Linda Gail Lewis: There were a lot of things that went wrong, but the main thing was when the album was over, Van started talking about doing all kinds of stuff that I didn’t see in my future. I was missing my country music and most of all I was missing my rock & roll and I just wanted to put my rock & roll shoes back on and go back on the road and do what I do. So I asked his management, “Do you think he’ll get angry about me giving my notice?” So even though we had some difficulties and some personal problems, it was when I gave my notice that he became the most furious. He called me up and cussed me out he said, “I’m going to fire you and I’m not going to pay you a dime. I’ll die before I give you the money I owe you.” I said to him, “Oh no. You can’t do that, that’s unacceptable to me.” Once again, I have more guts than brains. The lawsuit was so ridiculous. He owed me the money. I didn’t want to cause him a lot of trouble, I just wanted to be paid what I was owed, and that finally happened.
PKM: What you think of his talent?
Linda Gail Lewis: Oh, he’s very talented. He’s a genius. When he sings, he reminds me of Etta James. It’s that kind of genius vocals on some of his songs. He’s a great songwriter. Some of the songs are just out of this world. I didn’t know a lot about him. To be honest, I didn’t know a lot about those songs until I learned them. Van had said, “You don’t have to play the piano on all my stuff, you can just come on and we’ll do our album songs, you don’t have to do the rest of the show,” and I said “No.” Because I didn’t want people to think that I couldn’t play that style of music and I felt like I could learn it, and I’ll tell you it was hard work. I was on that piano several hours a day many days. But I did it. I learned a 150 of his songs, and it helped me so much. You know, when you have to stretch like that and learn a style of music that you’ve never played before, then you become better at what you normally do. I came back to America and had a recording session in Austin and when I took it back home with me my husband said to me, “Who’s playing the piano?”
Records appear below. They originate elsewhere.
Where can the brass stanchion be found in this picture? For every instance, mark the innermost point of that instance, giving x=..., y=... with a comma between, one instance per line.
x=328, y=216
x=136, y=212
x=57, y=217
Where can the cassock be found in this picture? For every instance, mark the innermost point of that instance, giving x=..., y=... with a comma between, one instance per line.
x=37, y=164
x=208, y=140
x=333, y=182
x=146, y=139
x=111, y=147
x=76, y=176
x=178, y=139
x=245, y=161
PKM: I know you’re happily married now to Eddie, but you’ve been married, am I right, seven times?
Linda Gail Lewis: Actually, it’s eight altogether, because I married one guy twice.
PKM: What conclusions should I draw from the fact that you’ve been married so many times? What does that mean?
Linda Gail Lewis: You know, I’m a romantic and I just always felt like if I was in love, and of course you can’t be deeply in love eight times, but the thing is you get married and then things change and I guess what’s so nice about my marriage now, to Eddie, is that I loved him when we got married and we’ve been together for twenty-eight years and I still love him the same way but maybe more because we’ve been together a long time. But you know, it’s not always that way. I always wanted that commitment to happen I didn’t just want to shack up with somebody if they didn’t want to marry me. I’m not saying that I’m perfect and I’ve never made a mistake or done anything wrong, because I have, but anytime that I was in a serious relationship I just felt like this is going to be a commitment on both of our parts or it’s not going to be at all.
PKM: When I met you in person I was struck by how gorgeous and healthy-looking you are. You’ve been through a lot. What is your secret to being so full of life?
Linda Gail Lewis: Well, thank you Michael. Can you send me a recording of that? I want to listen to that every day. You know, I think the main thing… there are a lot of women a lot more beautiful than I am, Sophia Loren in her eighties for one, but I’m really a happy person and I think if you’re happy it shows and I think you will always be a more attractive person if you’re a happy person. I believe that.
PKM: So what’s the key to being happy?
Linda Gail Lewis: Gosh. I don’t know. I’ve always just had a certain way of thinking and one of the main things that helps me is that I appreciate every break that I’ve gotten. I appreciate the people in my life and I thank God every day for everything that I have, and I appreciate what I have. I think a lot of people are always wanting more and people put too much faith in material things. You know, you can be driving around in a Rolls-Royce and living in a gold palace and be miserable.